Start by choosing clothing that keeps you covered. A lightweight button up shirt with a collar offers good bug protection. Pair it up with some lightweight pants and socks that cover your ankles.
Having a good natural bug spray is a must. Look for ingredients like lemon, eucalyptus oil, thyme oil, citronella, and catnip.
If you don’t tolerate essential oils, then a hat and head net mesh is a good option to keep your face and neck covered. Having a hat with a rim also offers great sun protection.
Don’t like the idea of a net? Sunday Afternoons Unisex Adult Ultra Adventure Hat has neck protection and is breathable and lightweight. It won’t give you as much protection as a net, but will keep the back of your neck covered where you can’t see those pesky bugs.

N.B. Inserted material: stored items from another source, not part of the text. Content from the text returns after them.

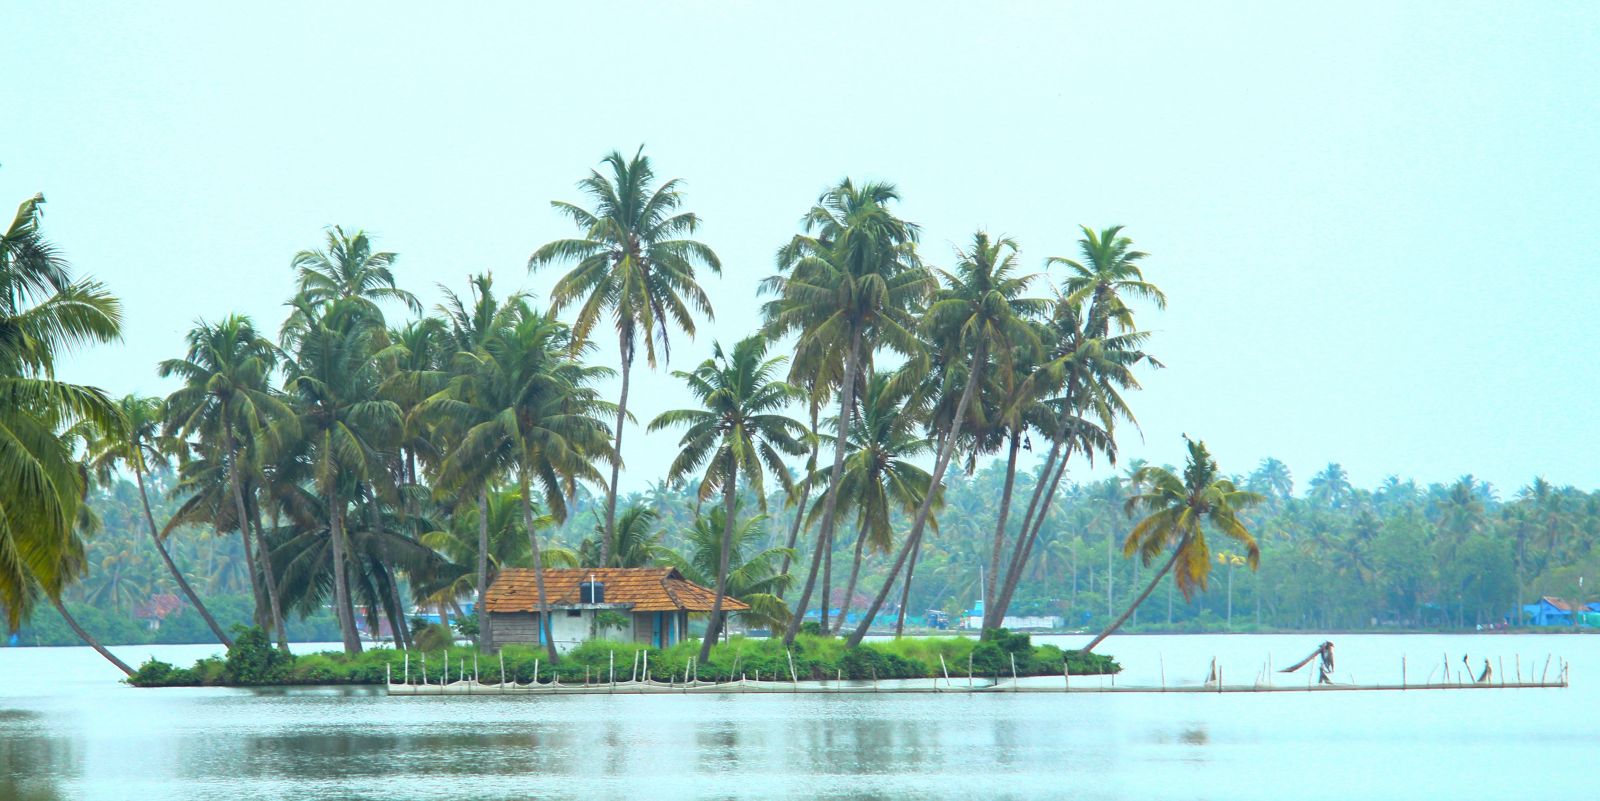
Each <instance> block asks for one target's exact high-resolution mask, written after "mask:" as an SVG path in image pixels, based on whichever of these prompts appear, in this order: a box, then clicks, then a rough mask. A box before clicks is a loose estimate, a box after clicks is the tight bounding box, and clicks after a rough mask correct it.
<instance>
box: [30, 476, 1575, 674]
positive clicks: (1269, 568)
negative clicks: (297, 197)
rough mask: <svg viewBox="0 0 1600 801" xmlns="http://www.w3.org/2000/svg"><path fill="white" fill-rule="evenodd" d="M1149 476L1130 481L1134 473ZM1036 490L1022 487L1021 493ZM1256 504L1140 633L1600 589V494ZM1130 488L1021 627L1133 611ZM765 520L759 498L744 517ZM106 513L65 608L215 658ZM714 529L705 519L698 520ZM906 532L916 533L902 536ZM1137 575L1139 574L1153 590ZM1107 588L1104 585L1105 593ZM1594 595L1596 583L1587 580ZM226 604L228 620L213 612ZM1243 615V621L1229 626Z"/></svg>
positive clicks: (1329, 626) (985, 553) (1091, 507)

If you do get bitten, having some Badger Itch Relief Stick along can help.
Your Camping Haven
With some planned meals, and some simple bug protection strategies, camping can be a calm retreat away from daily stressors.
If you take supplements or medications, be sure to pack those too!
We hope these tips are valuable in helping you to create a haven away from home, wherever that may be... on a lake, in a forest, along a gurgling stream, or in a secluded glen.